The ability to know in real time how patients are moving and where they are moving to, and for what reason, allows hospitals to take action in relation to those transfers. Many times, facilities are sending cases out the door that they really could develop a service line for internally.

Larger systems often will have acquired smaller facilities or systems that have specialized services within that ecosystem. It is not uncommon for these large systems to have patients going out of network for services that could be provided in network, if only there was real-time visibility into that activity.

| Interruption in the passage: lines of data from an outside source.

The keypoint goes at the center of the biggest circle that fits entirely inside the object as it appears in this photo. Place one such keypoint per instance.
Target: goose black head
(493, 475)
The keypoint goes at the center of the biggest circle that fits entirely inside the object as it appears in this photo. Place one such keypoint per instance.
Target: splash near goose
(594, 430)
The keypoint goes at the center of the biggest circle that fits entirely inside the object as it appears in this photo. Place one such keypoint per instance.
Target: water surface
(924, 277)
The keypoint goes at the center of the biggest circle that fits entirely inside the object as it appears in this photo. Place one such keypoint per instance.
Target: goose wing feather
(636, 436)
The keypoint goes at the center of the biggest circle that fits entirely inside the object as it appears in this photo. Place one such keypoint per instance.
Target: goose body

Most providers will react positively to change if they’re given the chance to understand the dynamics of how that change will positively impact the facility. I think this level of control gives everyone a better feeling about the job they’re doing and the facility’s ability to provide the best care for the patient.

Giving providers permission to keep patients they might feel pressured to send to another location – and allowing them to feel justified in using a certain level of resource, whether that be mode of transport or a specialty hospital – is an important prerequisite for providers making good decisions.

When sending facilities, receiving facilities and transport agencies all are seeing the same information and the same data, good things can happen. I genuinely believe that given the right information, these groups will choose to do what’s best for the patient.